Inhaltliche Einleitung
Im zweiten Teil der Glykolyse werden wir auf die 10 Reaktionsschritte der Glykolyse eingehen, in denen Glucose aktiviert, gespalten und Energie gewonnen wird... Was passiert eigentlich in meinen Körperzellen mit dem ganzen Zucker, nachdem ich Omas leckere Schokotorte verschlungen habe? Die Glykolyse ist ein zentraler Vorgang im Energiestoffwechsel und einer der wenigen Stoffwechselwege, den fast alle Organismen gemeinsam haben. Sie findet im Zytosol jeder Körperzelle statt. Glykolyse kommt aus dem Griechischen von glykys “süß” und lysis “Auflösung”. Meine Zelle baut also Glucose ab und gewinnt dabei vor allem Energie.

Basiswissen

  • 10 Hauptreaktionen der Glykolyse (3 Phasen)

    Konditor lysiert Gluckenzuckerwürfel mit Laseraugen (3 Räume)

    Die Glykolyse beschreibt den körpereigenen Zucker-Abbau. Die zehn zentralen Reaktionsschritte der Glykolyse kann man in drei Phasen einteilen (3 Räume der Konditorei). Der Meister-Konditor, der die berühmten Pralinen in der Stoffwechselstadt macht, kann mit seinen Laseraugen Zucker zerschneiden: Der Zucker steht dabei für "Glyko-", die Laser phonetisch für "-lyse".
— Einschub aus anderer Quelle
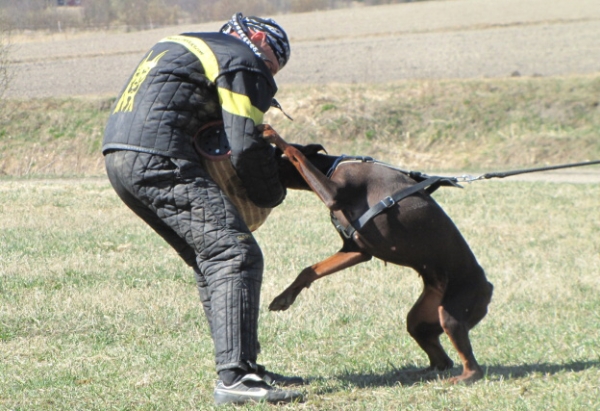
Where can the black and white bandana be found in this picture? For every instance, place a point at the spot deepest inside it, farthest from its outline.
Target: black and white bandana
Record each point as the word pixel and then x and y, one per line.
pixel 276 36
  • Phase 1: Glucose wird "aktiviert"

    Raum 1: Konditorin aktiviert On-Off-Schalter

    Ziel der Phase 1 ist die "Aktivierung" der Glucose mithilfe von ATP (Schalter in Raum 1 auf "On" für Aktivierung). Die Glucose wird dabei auf Phase 2 (Spaltung der Glucose) vorbereitet. Aktivierung = reaktionsfreudiger machen.

  • Reaktion 1: Glucose wird zu Glucose-6-phosphat (ATP-Verbrauch)

    Glucken-Zuckerwürfel mit Pfirsich-Freund an 6. Stelle (ATP-Zauberspruch)

    In der ersten Reaktion wird Glucose (6 C-Atome) unter ATP-Verbrauch (1 ATP) zu Glucose-6-phosphat phosphoryliert. Auf dem Förderband stehen je sechs Zuckerwürfel mit Glucken-Kamm (Glucose) und halten sich an den Händen. Sie verkörpern jeweils ein Kohlenstoff-Atom und sehen beinahe so aus wie das Glucose-Grundgerüst. Nur Zucker 1 und 6 haben noch eine Hand frei (Aktivierung an C1 + C6). In dieser Konditorei werden die Zutaten mit Liebe zubereitet: Durch den Liebeszauber der Hexe (Hexokinase) verliebt sich erst Zuckerstück Nummer 6 in einen süßen Pfirsich (Phosphat). Aus den Fingern der Hexe sieht man den phosphorgrünen, dreigezackten Zauberspruch herausschießen (verbrauchtes ATP).

  • Reaktion 1: Schlüsselenzym Hexokinase

    Hexe mit markantem Kinn und Nase, Schlüssel-Kette

    Enzym der ersten Reaktion und gleichzeitig ein Schlüsselenzym der Glykolyse ist die Hexokinase (Hexe mit markantem Kinn und Nase). Der rote Schlüssel an der Halskette der Hexe (Schlüsselenzym) ist mit Palmenblättern verziert. Die Palmenblätter erinnern an tropische Inseln, da Insulin dieses Enzym reguliert. (Rot = Insulinwirkung in der Stoffwechselstadt.)

  • Reaktion 1: In Leber und Pankreas Glukokinase statt Hexokinase

    Leberbrauner und Punker-Bruder der Hexe betrinken sich

    In der Leber und den B-Zellen des Pankreas gibt es keine Hexokinase. Hier übernimmt die Glukokinase den ersten Schritt der Glykolyse. Die Hexe steht ihren zwei Brüder mit ebenfalls markantem Kinn und Nase nahe (Porträtbilder). Die beiden trinken gerne einen über den Durst („gluck-gluck-gluck“ für Gluko-kinase). Auf den Fotos sieht man den Punker-Bruder (Pankreas) und den leberbraunen Bruder (Leber).